Lors d’une conférence de presse à laquelle j’avais assisté l’année dernière, Jornet avait évoqué la difficulté de concilier vie de famille et carrière sportive. “Chaque course loin de ma famille est un sacrifice”, avait-il confié. “Mais c’est aussi une source de motivation supplémentaire pour performer et rentrer au plus vite.”
L’évolution de Jim Walmsley : de l’impétuosité à la maîtrise
La victoire de Jim Walmsley au Chianti Ultra Trail marque une nouvelle étape dans l’évolution de ce coureur d’exception. Longtemps connu pour ses départs fulgurants suivis parfois d’effondrements spectaculaires, l’Américain semble avoir trouvé la maturité nécessaire pour gérer parfaitement ses efforts sur longue distance.
J’ai suivi la carrière de Walmsley depuis ses débuts. En 2016, lors de sa première participation à la Western States, il était en route pour pulvériser le record de l’épreuve avant de se perdre au 150ème kilomètre. Cette erreur lui avait coûté la victoire, mais avait révélé son potentiel exceptionnel.
Aujourd’hui, à 35 ans, Walmsley combine toujours cette audace qui fait sa marque de fabrique avec une gestion de course beaucoup plus fine. Sa victoire en Toscane en est la parfaite illustration : un départ rapide, une accélération décisive au moment opportun, et une fin de course parfaitement maîtrisée.
L’ascension fulgurante de Vincent Bouillard
Si Walmsley et Jornet sont des figures bien établies de l’ultra-trail mondial, Vincent Bouillard représente la nouvelle génération qui monte en puissance. Le Français, originaire d’Annecy, a créé la surprise en remportant l’UTMB Mont-Blanc en août 2024, devenant ainsi le premier Français à s’imposer sur cette épreuve depuis Xavier Thévenard en 2018.

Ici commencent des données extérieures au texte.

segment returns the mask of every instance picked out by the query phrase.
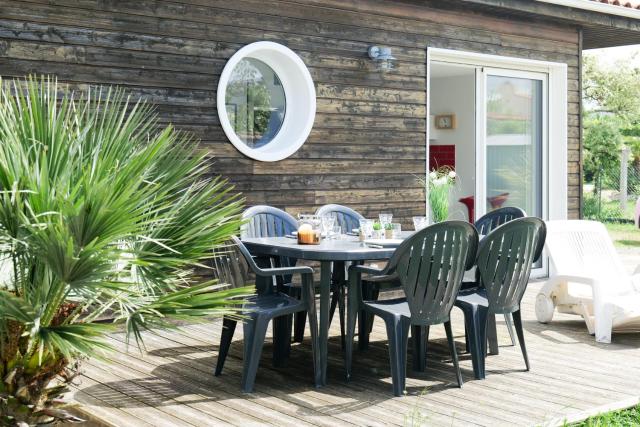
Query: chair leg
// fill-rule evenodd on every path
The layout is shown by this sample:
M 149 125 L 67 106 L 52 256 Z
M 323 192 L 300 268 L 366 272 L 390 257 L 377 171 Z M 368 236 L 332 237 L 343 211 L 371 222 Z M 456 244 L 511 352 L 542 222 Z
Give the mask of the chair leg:
M 302 342 L 304 340 L 304 327 L 307 323 L 307 312 L 299 311 L 294 314 L 293 322 L 293 342 Z
M 322 385 L 322 371 L 320 369 L 320 343 L 318 340 L 318 316 L 316 314 L 315 289 L 313 287 L 313 278 L 307 278 L 303 285 L 303 292 L 306 292 L 307 313 L 309 314 L 309 330 L 311 332 L 311 351 L 313 352 L 313 373 L 316 387 Z
M 504 323 L 507 325 L 507 331 L 509 331 L 509 338 L 511 338 L 511 345 L 516 345 L 516 336 L 513 332 L 513 321 L 511 320 L 511 315 L 506 313 L 504 315 Z
M 335 287 L 331 292 L 331 305 L 329 306 L 329 327 L 331 327 L 331 321 L 333 320 L 333 315 L 336 312 L 336 307 L 338 306 L 339 300 L 340 294 L 338 292 L 338 287 Z
M 291 329 L 293 315 L 287 314 L 273 319 L 273 366 L 286 366 L 291 354 Z
M 464 322 L 464 351 L 469 353 L 471 351 L 469 344 L 469 329 L 467 328 L 467 322 Z
M 413 370 L 424 372 L 427 366 L 427 343 L 429 341 L 428 326 L 411 326 L 411 339 L 413 340 Z
M 463 309 L 463 313 L 473 374 L 477 380 L 483 380 L 485 378 L 487 310 L 483 307 L 468 307 Z
M 373 285 L 371 289 L 371 301 L 378 301 L 380 296 L 380 286 Z M 369 333 L 373 332 L 373 320 L 375 316 L 369 316 Z
M 222 319 L 222 336 L 220 337 L 220 348 L 218 348 L 218 361 L 216 362 L 215 376 L 222 373 L 224 367 L 224 361 L 229 354 L 229 347 L 231 346 L 231 340 L 233 339 L 233 333 L 236 330 L 237 322 L 231 318 L 225 317 Z
M 451 332 L 451 321 L 444 322 L 444 330 L 447 333 L 447 341 L 449 342 L 449 351 L 451 351 L 451 358 L 453 359 L 453 367 L 456 370 L 456 379 L 458 380 L 458 388 L 461 388 L 462 372 L 460 372 L 460 365 L 458 364 L 458 353 L 456 352 L 456 343 L 453 340 L 453 333 Z
M 490 314 L 488 317 L 487 339 L 489 340 L 489 354 L 498 354 L 498 330 L 496 328 L 495 314 Z
M 261 317 L 244 323 L 244 360 L 242 367 L 242 391 L 244 393 L 253 391 L 268 325 L 269 319 Z
M 409 344 L 410 322 L 410 319 L 406 317 L 385 320 L 389 337 L 389 363 L 391 364 L 393 394 L 396 396 L 403 395 L 407 380 L 407 345 Z
M 360 285 L 362 290 L 362 299 L 370 301 L 372 298 L 371 286 Z M 373 317 L 365 310 L 360 310 L 358 313 L 358 348 L 360 350 L 366 350 L 369 347 L 369 317 Z M 373 320 L 371 321 L 373 323 Z
M 351 379 L 351 363 L 353 358 L 353 337 L 356 331 L 356 318 L 358 317 L 358 289 L 360 286 L 355 278 L 349 279 L 349 288 L 347 289 L 347 342 L 344 350 L 344 366 L 347 381 Z M 362 313 L 362 311 L 360 311 Z M 362 316 L 361 316 L 362 317 Z
M 527 356 L 527 347 L 524 344 L 524 331 L 522 329 L 522 316 L 520 310 L 513 312 L 513 325 L 516 328 L 516 334 L 518 334 L 518 341 L 520 342 L 520 349 L 522 350 L 522 357 L 524 357 L 524 364 L 529 370 L 529 356 Z
M 345 344 L 346 344 L 346 336 L 345 336 L 345 303 L 344 303 L 344 297 L 345 297 L 345 292 L 344 292 L 344 286 L 340 285 L 340 287 L 338 288 L 338 314 L 340 315 L 340 345 L 342 348 L 342 351 L 344 351 L 345 348 Z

Sa troisième place au Chianti Ultra Trail confirme que sa victoire à Chamonix n’était pas un coup de chance. Bouillard s’installe durablement parmi l’élite mondiale de la discipline, capable de rivaliser avec les meilleurs sur tous les terrains.
Lors d’un reportage que j’avais réalisé à Annecy l’automne dernier, j’avais été impressionné par la simplicité et la détermination de ce jeune athlète. “Je m’entraîne pour être le meilleur, pas pour faire de la figuration”, m’avait-il confié. Sa performance en Toscane démontre qu’il a les moyens de ses ambitions.
Les implications pour la saison 2025
Cette course d’ouverture de saison nous donne un aperçu de ce que pourrait être la hiérarchie mondiale de l’ultra-trail en 2025. Jim Walmsley semble avoir retrouvé son meilleur niveau et s’affirme comme l’homme à battre. Kilian Jornet, malgré une préparation perturbée par l’arrivée de son troisième enfant, reste compétitif au plus haut niveau. Quant à Vincent Bouillard, il confirme son statut de nouvelle star de la discipline.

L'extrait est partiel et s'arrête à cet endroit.